Puis avec les mois qui passent, la compassion et la solidarité prennent le dessus. Un comité de soutien plus ou moins influent se met en place, des banderoles s’étalent sur les façades de quelques mairies. Les otages sont cités dans la presse, leurs cas évoqués lors d’un anniversaire ou quand les ravisseurs se manifestent…
Au bout de quelques mois, les médias dénoncent la durée insupportable de la captivité, s’étonnant de l’inaction du pouvoir en place mais le gouvernement s’abrite derrière la discrétion indispensable pour mener à bien toute négociation.. Quand les otages sont enfin libérés, le doute s’installe : » une rançon a t-elle été versée ? Combien de terroristes ont ils été libérés en échange ? Avons nous fourni des armes aux preneurs d’otages ou des sauf conduits pour échapper à la justice ? » La libération devient alors suspecte et l’otage se sent au cœur de la polémique. Turquie 20 avril 2014 libération Didier François, Pierre Torrès, Edouard Elias, Nicolas Hénin

Turquie: samedi 19 avril, quelques heures après la libération des 4 journalistes français….

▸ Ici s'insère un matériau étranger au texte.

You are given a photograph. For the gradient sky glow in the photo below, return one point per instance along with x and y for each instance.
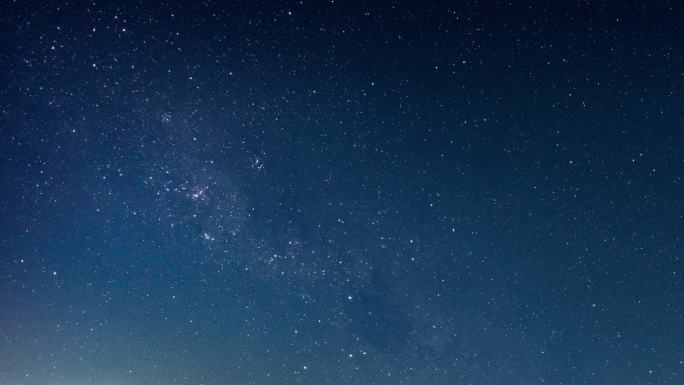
(341, 192)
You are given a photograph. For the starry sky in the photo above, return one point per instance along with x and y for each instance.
(341, 192)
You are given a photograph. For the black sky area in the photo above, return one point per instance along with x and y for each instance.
(341, 192)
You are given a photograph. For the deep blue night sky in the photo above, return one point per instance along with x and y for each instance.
(340, 192)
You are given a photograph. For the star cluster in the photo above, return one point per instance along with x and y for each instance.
(276, 192)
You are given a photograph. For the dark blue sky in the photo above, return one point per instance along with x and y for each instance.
(341, 193)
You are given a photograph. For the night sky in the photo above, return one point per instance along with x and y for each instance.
(341, 192)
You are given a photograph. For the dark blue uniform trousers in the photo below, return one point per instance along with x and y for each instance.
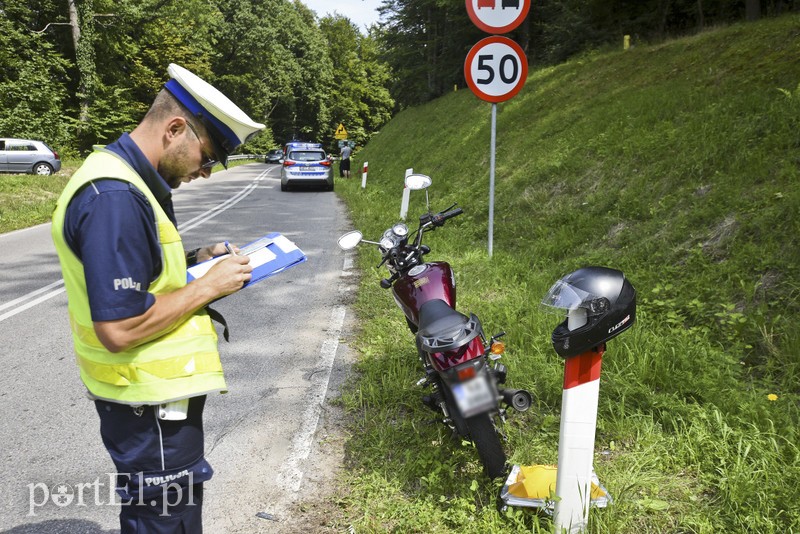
(160, 467)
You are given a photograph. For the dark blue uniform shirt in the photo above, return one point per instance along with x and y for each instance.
(111, 227)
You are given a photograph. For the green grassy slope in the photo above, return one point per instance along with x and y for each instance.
(677, 163)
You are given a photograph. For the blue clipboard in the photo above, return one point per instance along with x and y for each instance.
(269, 255)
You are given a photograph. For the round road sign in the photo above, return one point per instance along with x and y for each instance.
(496, 69)
(497, 16)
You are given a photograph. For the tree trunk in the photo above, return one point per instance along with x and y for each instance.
(81, 18)
(701, 20)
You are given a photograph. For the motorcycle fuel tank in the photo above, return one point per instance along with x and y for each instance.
(422, 283)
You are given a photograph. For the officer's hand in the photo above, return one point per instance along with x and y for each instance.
(212, 251)
(229, 275)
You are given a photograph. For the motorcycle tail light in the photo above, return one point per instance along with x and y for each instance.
(466, 373)
(465, 353)
(498, 348)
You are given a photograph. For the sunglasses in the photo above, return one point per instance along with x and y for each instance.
(208, 162)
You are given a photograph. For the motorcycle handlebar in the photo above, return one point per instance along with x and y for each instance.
(450, 214)
(439, 218)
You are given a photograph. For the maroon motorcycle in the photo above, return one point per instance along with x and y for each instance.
(462, 371)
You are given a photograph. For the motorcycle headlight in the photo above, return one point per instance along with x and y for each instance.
(400, 229)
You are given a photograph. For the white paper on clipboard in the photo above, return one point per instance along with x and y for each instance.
(269, 255)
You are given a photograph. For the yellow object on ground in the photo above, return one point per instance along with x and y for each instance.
(535, 486)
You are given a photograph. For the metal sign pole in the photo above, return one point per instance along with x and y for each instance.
(491, 178)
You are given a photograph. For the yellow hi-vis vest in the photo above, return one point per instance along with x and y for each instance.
(182, 363)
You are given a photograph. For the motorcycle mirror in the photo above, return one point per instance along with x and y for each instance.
(350, 240)
(415, 182)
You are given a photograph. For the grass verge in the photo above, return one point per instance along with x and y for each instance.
(677, 163)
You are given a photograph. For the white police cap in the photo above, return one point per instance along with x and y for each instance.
(227, 125)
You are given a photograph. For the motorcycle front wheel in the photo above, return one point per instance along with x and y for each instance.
(487, 441)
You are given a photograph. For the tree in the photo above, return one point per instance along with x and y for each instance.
(360, 98)
(32, 94)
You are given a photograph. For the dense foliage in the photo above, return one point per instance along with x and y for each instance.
(80, 72)
(425, 41)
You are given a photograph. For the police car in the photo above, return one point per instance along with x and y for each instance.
(306, 164)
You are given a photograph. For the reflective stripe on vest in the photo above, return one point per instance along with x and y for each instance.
(180, 364)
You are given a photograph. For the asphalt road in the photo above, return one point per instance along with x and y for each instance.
(283, 360)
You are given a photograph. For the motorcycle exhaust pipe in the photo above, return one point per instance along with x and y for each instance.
(519, 399)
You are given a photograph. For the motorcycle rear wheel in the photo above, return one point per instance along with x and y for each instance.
(487, 441)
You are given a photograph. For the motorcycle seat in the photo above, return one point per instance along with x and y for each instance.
(442, 328)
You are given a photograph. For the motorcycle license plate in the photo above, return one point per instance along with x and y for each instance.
(473, 396)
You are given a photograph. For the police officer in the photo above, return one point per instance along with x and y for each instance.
(144, 341)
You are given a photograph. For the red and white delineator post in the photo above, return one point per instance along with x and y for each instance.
(576, 440)
(364, 176)
(406, 196)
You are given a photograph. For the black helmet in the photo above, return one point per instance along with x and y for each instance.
(600, 304)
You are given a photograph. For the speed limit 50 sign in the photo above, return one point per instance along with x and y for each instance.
(496, 69)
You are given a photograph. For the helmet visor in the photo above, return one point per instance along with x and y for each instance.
(564, 296)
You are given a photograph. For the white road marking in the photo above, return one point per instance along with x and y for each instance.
(291, 476)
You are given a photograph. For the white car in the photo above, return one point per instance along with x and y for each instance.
(28, 156)
(306, 164)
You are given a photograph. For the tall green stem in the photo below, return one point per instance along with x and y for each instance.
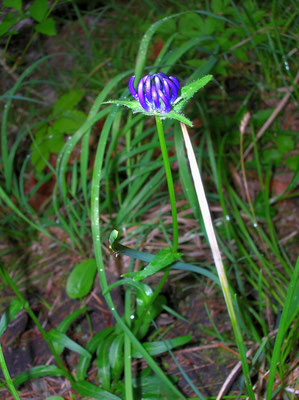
(165, 157)
(14, 287)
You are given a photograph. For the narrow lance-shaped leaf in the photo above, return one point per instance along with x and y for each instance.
(162, 259)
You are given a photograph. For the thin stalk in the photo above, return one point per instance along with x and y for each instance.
(175, 238)
(127, 344)
(7, 376)
(19, 295)
(203, 204)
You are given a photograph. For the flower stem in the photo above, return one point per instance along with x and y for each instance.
(169, 179)
(203, 204)
(7, 376)
(4, 274)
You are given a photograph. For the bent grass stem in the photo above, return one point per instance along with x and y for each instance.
(175, 239)
(203, 204)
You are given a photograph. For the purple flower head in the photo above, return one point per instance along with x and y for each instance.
(155, 92)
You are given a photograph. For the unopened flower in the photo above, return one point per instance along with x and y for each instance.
(155, 92)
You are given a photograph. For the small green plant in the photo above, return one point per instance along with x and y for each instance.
(249, 49)
(15, 12)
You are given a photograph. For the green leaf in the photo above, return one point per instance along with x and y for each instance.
(103, 362)
(47, 27)
(39, 9)
(293, 163)
(136, 107)
(113, 237)
(91, 347)
(9, 20)
(285, 143)
(188, 91)
(155, 348)
(271, 156)
(61, 341)
(162, 259)
(37, 372)
(132, 104)
(9, 314)
(150, 386)
(144, 291)
(90, 390)
(16, 4)
(116, 357)
(81, 279)
(174, 114)
(147, 315)
(68, 101)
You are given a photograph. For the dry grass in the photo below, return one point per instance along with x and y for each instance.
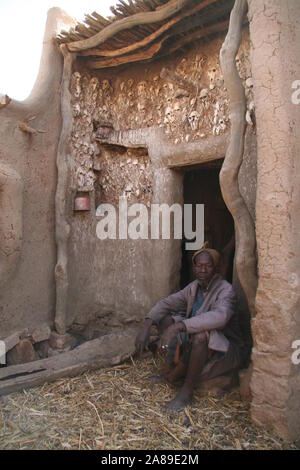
(119, 408)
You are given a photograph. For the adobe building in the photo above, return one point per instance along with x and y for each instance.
(165, 102)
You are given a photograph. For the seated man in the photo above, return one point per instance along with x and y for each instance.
(198, 328)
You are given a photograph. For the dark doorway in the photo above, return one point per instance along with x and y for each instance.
(201, 186)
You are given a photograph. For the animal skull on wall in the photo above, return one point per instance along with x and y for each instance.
(193, 119)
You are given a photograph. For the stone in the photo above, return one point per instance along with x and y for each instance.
(245, 378)
(11, 341)
(55, 352)
(58, 341)
(41, 333)
(22, 353)
(42, 349)
(218, 385)
(204, 92)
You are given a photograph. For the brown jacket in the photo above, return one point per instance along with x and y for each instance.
(217, 315)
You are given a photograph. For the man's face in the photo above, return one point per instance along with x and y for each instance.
(204, 268)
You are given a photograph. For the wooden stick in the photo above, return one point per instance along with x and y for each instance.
(62, 229)
(154, 49)
(171, 8)
(245, 257)
(147, 40)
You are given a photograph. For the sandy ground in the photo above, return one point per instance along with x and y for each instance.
(120, 408)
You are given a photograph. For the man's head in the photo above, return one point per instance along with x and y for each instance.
(204, 267)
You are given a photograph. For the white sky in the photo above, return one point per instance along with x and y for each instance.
(22, 24)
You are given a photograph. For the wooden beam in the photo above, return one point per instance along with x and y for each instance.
(102, 352)
(171, 8)
(147, 40)
(245, 254)
(155, 48)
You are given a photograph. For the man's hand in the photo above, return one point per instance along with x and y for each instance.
(170, 334)
(143, 336)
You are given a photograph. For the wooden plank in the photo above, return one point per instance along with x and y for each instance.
(171, 8)
(147, 40)
(155, 48)
(102, 352)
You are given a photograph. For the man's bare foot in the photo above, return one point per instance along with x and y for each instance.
(180, 402)
(159, 379)
(163, 379)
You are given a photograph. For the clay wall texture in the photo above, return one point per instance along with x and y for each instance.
(276, 65)
(27, 291)
(113, 282)
(165, 128)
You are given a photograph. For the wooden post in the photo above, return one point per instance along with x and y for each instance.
(62, 229)
(245, 257)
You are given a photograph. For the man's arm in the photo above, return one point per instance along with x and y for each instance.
(218, 317)
(174, 303)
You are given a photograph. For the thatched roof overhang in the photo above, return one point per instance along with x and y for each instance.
(144, 30)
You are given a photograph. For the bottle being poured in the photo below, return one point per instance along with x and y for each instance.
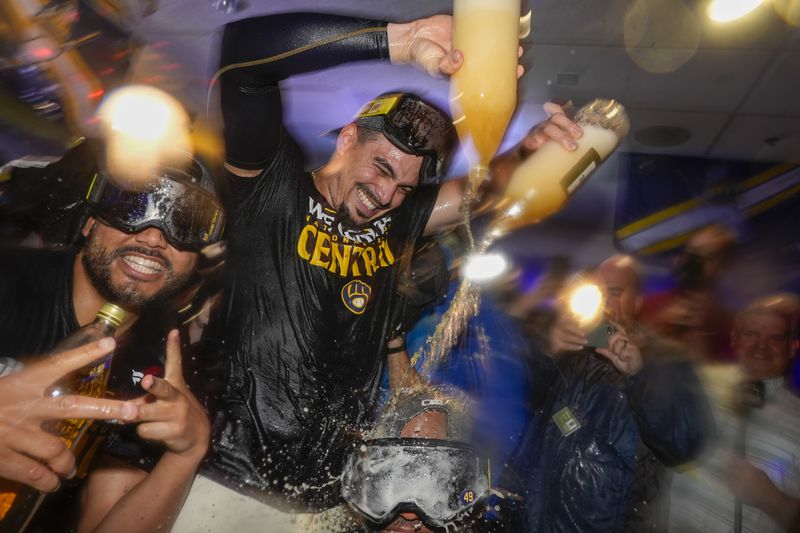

A son retour en France, le « doyen » des otages français de Syrie, Didier Francois, a jugé utile de dire qu’il était parti à un moment essentiel, où l’on soupçonnait le régime de Damas d’utiliser l’arme chimique, coupant court à toute polémique qui ne manquera pas de s’installer sur l’utilité de la présence de journalistes dans les zones rebelles. Le problème de la rançon versée pour la libération des otages de Syrie a été évoqué avant même que les quatre journalistes posent le pied sur le sol français. L’opinion imagine ainsi un obscur versement d’argent à un groupe terroriste. En réalité, les paiements de rançon existent toujours mais ils prennent d’autres formes et surtout le gouvernement refuse d’utiliser ce mot qui signifierait que la France a cédé aux preneurs d’otages. Car au bout du compte il faut toujours « donner quelque chose » en échange d’une libération: favoriser un échange de prisonniers, accepter un rapprochement avec un pays qui peut intervenir auprès des ravisseurs, comme le Qatar ou les Emirats, signer un contrat d’aide au développement pour des régions déshéritées comme ce fut sans doute le cas au Mali ou au Cameroun pour la libération de la famille Moulin-Fournier détenue au Nigeria.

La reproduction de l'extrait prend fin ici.